SDA adalah semua kekayaan bumi atau unsur lingkungan hidup baik biotik maupun abiotik yang secara keseluruhan membentuk kesatuan ekosistem dan dapat dimanfaatkan untuk memenuhi kebutuhan hidup dan kesejahteraan manusia (kamus istilah perikanan, 2010). Secara umum, SDA terbagi dua yaitu: SDA yang dapat diperbaharui contohnya: hewan, tumbuhan dan air; dan SDA yang tidak dapat diperbaharui contohnya: gas alam, minyak bumi, emas, dan bahan tambang lainnya. Di antara keduanya, yang paling rentan adalah SDA yang tidak dapat diperbaharui, karena ketersediaan SDA ini sangatlah terbatas sehingga apabila dieksploitasi secara terus menerus tanpa diikuti usaha pemeliharaan dan pelestarian, maka SDA tersebut akan semakin berkurang yang pada gilirannya akan habis. 

 Kaya akan SDA

Berbicara tentang sumber daya yang terdapat di Aceh, tidak dapat dipungkiri bahwa Aceh yang kerap juga disebut “daerah modal” kaya akan SDA. Badan Investasi dan Promosi Aceh mencatat bahwa Aceh memiliki SDA yang sangat komplit, di antaranya adalah sumber daya pertanian, perikanan, kehutanan, perkebunan, peternakan dan pertambangan. Badan Pusat Statistik (BPS) Provinsi Aceh juga melaporkan bahwa komoditi ekspor terbesar adalah bersumber dari sektor pertambangan dengan volume mencapai 2.3 juta ton atau senilai USD 1.3 miliar (ekspor menurut komoditi, 2010). Hal ini menunjukkan bahwa potensi SDA dari sektor ini sangatlah besar. Namun perlu diingat, bahwa pertambangan termasuk ke dalam SDA yang tidak dapat diperbarui sehingga apabila terus menerus dieksploitasi maka jumlahnya akan semakin berkurang. Sebagai contoh, PT Arun NGL yang beroperasi sejak 1974, saat ini cadangan gas alamnya telah menipis dan diperkirakan akan berhenti berproduksi pada tahun 2014 (The Jakarta Post, 11/8/2010). 
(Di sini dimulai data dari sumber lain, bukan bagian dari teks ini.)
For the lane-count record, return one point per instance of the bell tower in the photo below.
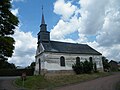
(43, 35)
Ini menjadi bukti nyata akan keterbatasan SDA. Oleh karena karakteristik tersebut maka eksploitasi SDA di suatu daerah harus berdasarkan pada kebijaksanaan dan perencanaan pembangunan yang matang sehingga ketika SDA tersebut habis masyarakat sudah mampu melanjutkan pembangunan tanpa bergantung kepada SDA terbatas lainnya. Berdasarkan kenyataan ini, maka pemerintah daerah beserta masyarakat perlu memikirkan metode baru agar dapat meningkatkan pendapatan daerah tanpa bergantung kepada SDA yang tidak dapat diperbaharui.

Salah satu cara yang dapat diterapkan untuk mengurangi ketergantungan terhadap penggunaan SDA yang tidak dapat diperbaharui adalah dengan mengelola SDA yang dapat diperbaharui seperti: hewan dan tumbuhan. Hingga saat ini sektor pertanian dan perikanan berperan sebagai penyumbang produk domestik bruto (PDRB) terbesar di Aceh, sekaligus menduduki peringkat kedua sebagai komoditi ekspor dengan nilai perdagangan mencapai USD 1.5 juta.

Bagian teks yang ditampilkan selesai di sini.